F1's silly season has arrived early. With the 2026 cars finally sorting the genuine order of the grid, more than half the field is out of contract at the end of the year — and the sport's biggest YouTubers and podcasters are already drawing up rival versions of the 2027 grid. Line their predictions up and they barely agree on anything beyond the scale of the opportunity.
Start with the paperwork. Mr V's Garage walked through a contract board that ties down only a handful of names: Charles Leclerc is locked to Ferrari through 2029, with Oscar Piastri, Max Verstappen and Pierre Gasly signed to the end of 2028. George Russell, Lando Norris and Cadillac's pairing of Valtteri Bottas and Sergio Perez are covered through 2027. The rest are, in theory, on the market. "We have 14 out of the 22 drivers on the grid without a contract for 2027 so far," the channel pointed out, "and so this thing could get spicy." The Crash Happy podcast tallied it from the opposite angle, finding only seven fully signed seats and treating everything else as fair game.
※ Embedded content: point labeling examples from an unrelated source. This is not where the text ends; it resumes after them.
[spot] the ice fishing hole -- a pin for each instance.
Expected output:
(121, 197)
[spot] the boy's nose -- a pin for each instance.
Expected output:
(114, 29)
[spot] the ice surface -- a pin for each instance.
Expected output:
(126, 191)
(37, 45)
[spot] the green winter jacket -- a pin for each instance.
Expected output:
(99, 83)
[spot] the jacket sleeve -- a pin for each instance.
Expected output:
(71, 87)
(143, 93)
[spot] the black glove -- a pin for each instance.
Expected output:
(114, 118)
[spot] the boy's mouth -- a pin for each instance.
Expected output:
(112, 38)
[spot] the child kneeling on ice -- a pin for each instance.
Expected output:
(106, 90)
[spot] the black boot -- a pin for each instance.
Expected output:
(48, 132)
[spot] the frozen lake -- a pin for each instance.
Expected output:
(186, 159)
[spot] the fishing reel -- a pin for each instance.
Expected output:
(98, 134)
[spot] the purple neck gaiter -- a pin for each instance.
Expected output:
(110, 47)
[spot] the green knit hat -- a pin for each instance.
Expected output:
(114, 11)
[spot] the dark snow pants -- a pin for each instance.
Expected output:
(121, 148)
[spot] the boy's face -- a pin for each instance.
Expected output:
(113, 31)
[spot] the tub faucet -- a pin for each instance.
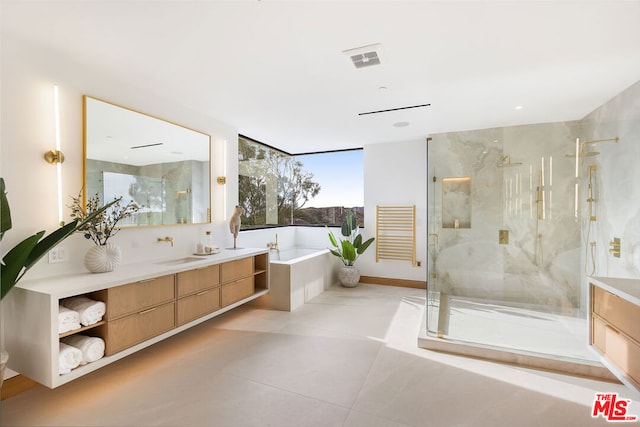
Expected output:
(166, 239)
(274, 245)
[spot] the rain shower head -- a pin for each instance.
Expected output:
(584, 154)
(506, 163)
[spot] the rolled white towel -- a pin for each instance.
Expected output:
(92, 348)
(68, 320)
(90, 311)
(69, 358)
A quieter forecast came from LawVS, who thinks the real turbulence stays on the circuit. "The majority of the chaos of 2026 may be on the track rather than what's going on behind the scenes in contract negotiation," he argued, predicting a grid that barely moves: Bottas and Perez seeing out their careers at Cadillac, Nico Hulkenberg and Gabriel Bortoleto continuing at Audi, and Liam Lawson held alongside rookie Arvid Lindblad at Racing Bulls to keep the second team stable through the rule change.
Where the panels diverge most is Fernando Alonso. Mr V's Garage is sure the 44-year-old retires at season's end, citing a Canadian Grand Prix DNF triggered by a seat working loose, a newborn at home in early 2026, and an Aston Martin recovery the channel pegs as "a 3 to 5 year project" — a wait Alonso doesn't have time for. Crash Happy flips that, leaning on Alonso's recent remarks to BBC Sport that he wants to still be racing in 2027, and casting him as the man "holding the team together" at Silverstone. LawVS split the difference: Aston, he said, "are really going to have to do everything in their power to keep Fernando for 2027," one more year while the project matures.
Then there's Carlos Sainz. Mr V's Garage has him leaving Williams to take Alonso's place at Aston Martin, judging that Williams have settled into a ceiling as "the fourth best Mercedes engine team." LawVS isn't buying it as the base case — he keeps Sainz beside Alex Albon and parks the Aston move in his "spicy version," even floating a Franco Colapinto homecoming if Sainz ever did walk.
The wildest call touched a seat nobody expected. On Crash Happy, one host wondered aloud whether Piastri — under contract until 2028 — might one day want away from McLaren to step out of Norris's shadow and become an outright number one, half-seriously linking him to Red Bull further down the road. To the other forecasters, that lineup is settled.
On the long-running retirement watch, Mr V's Garage was firm about two of the three names. Hamilton, it noted, has talked about wanting to stay in the sport until it races in Africa again, while Verstappen's appetite for racing anything and everything elsewhere isn't likely to pull him out while Red Bull can still hand him a car capable of winning.
Strip it all back and the curious thing is the consensus on the premise and the chaos on the detail. Most of the grid is free, the new cars have redrawn the hierarchy, and nobody can say yet whether 2027 becomes the messiest market since 2022 or quietly holds its shape.